Dentro de poco tiempo llenaré de gloria este templo.

Del libro del profeta Ageo: 1,15-2,9

El día veintiuno del séptimo mes del año segundo del reinado de Darío, la palabra del Señor vino, por medio del profeta Ageo, y dijo: “Diles a Zorobabel, hijo de Sealtiel, gobernador de Judea, y a Josué, hijo de Yosadac sumo sacerdote, y al resto del pueblo: ‘¿Queda alguien entre ustedes que haya visto este templo en el esplendor que antes tenía? ¿Y qué es lo que ven ahora? ¿Acaso no es muy poca cosa a sus ojos?

Pues bien, ¡ánimo!, Zorobabel; ¡ánimo!, Josué, hijo de Yosadac, sumo sacerdote; ¡ánimo!, pueblo entero. ¡Manos a la obra!, porque yo estoy con ustedes, dice el Señor de los ejércitos. Conforme a la alianza que hice con ustedes, cuando salieron de Egipto, mi espíritu estará con ustedes. No teman’.

Esto dice el Señor de los ejércitos: ‘Dentro de poco tiempo conmoveré el cielo y la tierra, el mar y los continentes.

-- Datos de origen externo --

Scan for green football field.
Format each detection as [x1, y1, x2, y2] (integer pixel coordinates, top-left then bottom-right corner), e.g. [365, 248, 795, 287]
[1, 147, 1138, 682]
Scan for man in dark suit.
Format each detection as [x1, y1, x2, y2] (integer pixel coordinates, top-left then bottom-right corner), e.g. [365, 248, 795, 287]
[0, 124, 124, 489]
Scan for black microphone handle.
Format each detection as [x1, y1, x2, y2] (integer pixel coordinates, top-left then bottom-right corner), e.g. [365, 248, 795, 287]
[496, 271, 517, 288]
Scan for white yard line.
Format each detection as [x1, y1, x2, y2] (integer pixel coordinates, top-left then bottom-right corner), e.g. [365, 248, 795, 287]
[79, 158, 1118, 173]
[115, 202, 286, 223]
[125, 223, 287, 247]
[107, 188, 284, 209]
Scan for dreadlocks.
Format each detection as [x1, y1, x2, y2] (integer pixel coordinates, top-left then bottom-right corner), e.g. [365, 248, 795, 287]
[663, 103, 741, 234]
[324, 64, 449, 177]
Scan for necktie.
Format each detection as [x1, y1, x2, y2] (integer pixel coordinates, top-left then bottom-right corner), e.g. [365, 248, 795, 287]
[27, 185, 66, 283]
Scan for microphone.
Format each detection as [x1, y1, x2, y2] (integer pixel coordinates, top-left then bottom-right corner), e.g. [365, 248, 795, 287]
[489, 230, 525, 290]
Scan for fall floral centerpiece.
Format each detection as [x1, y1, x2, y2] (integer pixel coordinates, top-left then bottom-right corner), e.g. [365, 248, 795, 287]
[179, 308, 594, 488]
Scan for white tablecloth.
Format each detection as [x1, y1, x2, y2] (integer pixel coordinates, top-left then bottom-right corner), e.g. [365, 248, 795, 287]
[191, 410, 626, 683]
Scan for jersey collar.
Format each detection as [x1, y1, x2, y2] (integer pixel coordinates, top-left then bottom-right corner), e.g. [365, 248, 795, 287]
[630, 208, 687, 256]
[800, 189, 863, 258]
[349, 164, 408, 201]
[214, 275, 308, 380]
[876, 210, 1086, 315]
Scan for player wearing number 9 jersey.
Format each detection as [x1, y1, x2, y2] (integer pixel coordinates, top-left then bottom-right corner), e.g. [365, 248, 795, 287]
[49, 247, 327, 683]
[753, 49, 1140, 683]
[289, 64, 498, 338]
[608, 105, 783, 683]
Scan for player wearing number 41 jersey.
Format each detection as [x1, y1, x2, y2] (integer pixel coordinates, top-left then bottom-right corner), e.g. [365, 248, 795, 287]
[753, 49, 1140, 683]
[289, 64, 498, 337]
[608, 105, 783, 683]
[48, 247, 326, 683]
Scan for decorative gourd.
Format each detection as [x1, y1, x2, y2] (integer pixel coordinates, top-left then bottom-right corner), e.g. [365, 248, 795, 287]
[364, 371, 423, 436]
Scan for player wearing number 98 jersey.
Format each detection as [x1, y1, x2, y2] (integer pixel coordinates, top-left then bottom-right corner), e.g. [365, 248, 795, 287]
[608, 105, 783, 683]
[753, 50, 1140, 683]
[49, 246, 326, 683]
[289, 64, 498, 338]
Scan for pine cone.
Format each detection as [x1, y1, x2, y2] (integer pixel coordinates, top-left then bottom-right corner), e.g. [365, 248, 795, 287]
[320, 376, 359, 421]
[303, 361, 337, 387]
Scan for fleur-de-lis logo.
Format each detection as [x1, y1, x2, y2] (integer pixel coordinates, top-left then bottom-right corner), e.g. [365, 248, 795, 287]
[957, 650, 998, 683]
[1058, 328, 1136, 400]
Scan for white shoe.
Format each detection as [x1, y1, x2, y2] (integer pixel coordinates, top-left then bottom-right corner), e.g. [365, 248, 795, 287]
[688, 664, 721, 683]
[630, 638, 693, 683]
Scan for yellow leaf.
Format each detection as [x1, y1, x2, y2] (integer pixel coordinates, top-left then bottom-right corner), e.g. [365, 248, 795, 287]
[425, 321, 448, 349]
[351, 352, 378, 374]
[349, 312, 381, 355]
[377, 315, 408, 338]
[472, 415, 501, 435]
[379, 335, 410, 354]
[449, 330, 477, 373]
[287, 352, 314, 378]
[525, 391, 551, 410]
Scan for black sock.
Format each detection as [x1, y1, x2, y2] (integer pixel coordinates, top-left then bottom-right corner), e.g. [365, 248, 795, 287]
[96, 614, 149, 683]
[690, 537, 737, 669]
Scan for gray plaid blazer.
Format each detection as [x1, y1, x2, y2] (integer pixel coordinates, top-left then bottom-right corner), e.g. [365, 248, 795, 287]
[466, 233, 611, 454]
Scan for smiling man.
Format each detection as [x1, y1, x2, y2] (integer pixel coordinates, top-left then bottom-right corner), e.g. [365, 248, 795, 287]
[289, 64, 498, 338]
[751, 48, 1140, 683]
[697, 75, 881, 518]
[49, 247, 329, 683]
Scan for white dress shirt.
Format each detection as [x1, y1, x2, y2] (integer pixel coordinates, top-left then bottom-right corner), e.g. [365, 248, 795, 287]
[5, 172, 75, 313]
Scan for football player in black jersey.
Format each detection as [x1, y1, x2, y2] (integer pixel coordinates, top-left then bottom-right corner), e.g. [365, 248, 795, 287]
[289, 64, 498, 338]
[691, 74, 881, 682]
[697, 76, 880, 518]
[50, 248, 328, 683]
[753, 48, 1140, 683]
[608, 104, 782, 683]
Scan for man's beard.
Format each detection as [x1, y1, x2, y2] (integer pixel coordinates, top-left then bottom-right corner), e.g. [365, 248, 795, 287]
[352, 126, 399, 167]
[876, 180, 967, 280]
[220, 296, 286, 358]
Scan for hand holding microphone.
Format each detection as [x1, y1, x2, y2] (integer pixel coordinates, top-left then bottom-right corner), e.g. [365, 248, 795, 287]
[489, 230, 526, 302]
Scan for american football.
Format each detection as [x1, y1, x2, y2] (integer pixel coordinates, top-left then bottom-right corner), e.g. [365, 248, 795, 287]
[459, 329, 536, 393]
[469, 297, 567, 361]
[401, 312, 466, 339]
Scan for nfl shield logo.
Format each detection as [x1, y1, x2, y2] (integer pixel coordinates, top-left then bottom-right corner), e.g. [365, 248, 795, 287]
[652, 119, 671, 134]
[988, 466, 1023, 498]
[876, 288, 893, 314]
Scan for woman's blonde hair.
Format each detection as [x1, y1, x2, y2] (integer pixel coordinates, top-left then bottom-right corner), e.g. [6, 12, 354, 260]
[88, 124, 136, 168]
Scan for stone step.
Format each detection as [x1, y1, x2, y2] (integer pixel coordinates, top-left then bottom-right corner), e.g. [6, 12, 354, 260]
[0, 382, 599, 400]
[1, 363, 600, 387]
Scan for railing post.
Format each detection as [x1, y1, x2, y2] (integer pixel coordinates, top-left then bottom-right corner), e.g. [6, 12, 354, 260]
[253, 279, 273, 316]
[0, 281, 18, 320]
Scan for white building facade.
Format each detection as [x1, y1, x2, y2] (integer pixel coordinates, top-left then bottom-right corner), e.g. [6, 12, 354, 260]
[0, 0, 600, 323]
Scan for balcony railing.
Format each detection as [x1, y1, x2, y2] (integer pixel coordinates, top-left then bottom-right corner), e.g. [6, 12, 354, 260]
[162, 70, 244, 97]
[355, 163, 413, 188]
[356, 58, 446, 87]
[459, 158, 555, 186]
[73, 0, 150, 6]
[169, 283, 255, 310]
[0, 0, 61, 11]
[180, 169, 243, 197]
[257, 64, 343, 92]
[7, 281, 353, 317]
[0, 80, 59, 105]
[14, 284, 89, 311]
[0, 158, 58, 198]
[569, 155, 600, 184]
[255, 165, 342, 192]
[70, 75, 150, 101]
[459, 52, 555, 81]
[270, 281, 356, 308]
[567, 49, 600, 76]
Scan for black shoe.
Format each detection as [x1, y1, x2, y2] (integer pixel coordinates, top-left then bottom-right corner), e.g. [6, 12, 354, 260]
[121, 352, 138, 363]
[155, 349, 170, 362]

Conmoveré a todos los pueblos para que vengan a traerme las riquezas de todas las naciones y llenaré de gloria este templo. Mía es la plata y mío es el oro. La gloria de este segundo templo será mayor que la del primero, y en este sitio daré yo la paz’, dice el Señor de los ejércitos”.

Palabra de Dios.

SALMO

Del salmo 42, 1. 2. 3. 4.

R/. Envíame, Señor, tu luz y tu verdad.

Defiéndeme, Señor, hazme justicia contra un pueblo malvado; del hombre tramposo y traicionero ponme a salvo. R/.

Si tú eres de verdad mi Dios-refugio, ¿por qué me has rechazado? ¿Por qué tengo que andar tan afligido, viendo cómo me oprime el adversario? R/.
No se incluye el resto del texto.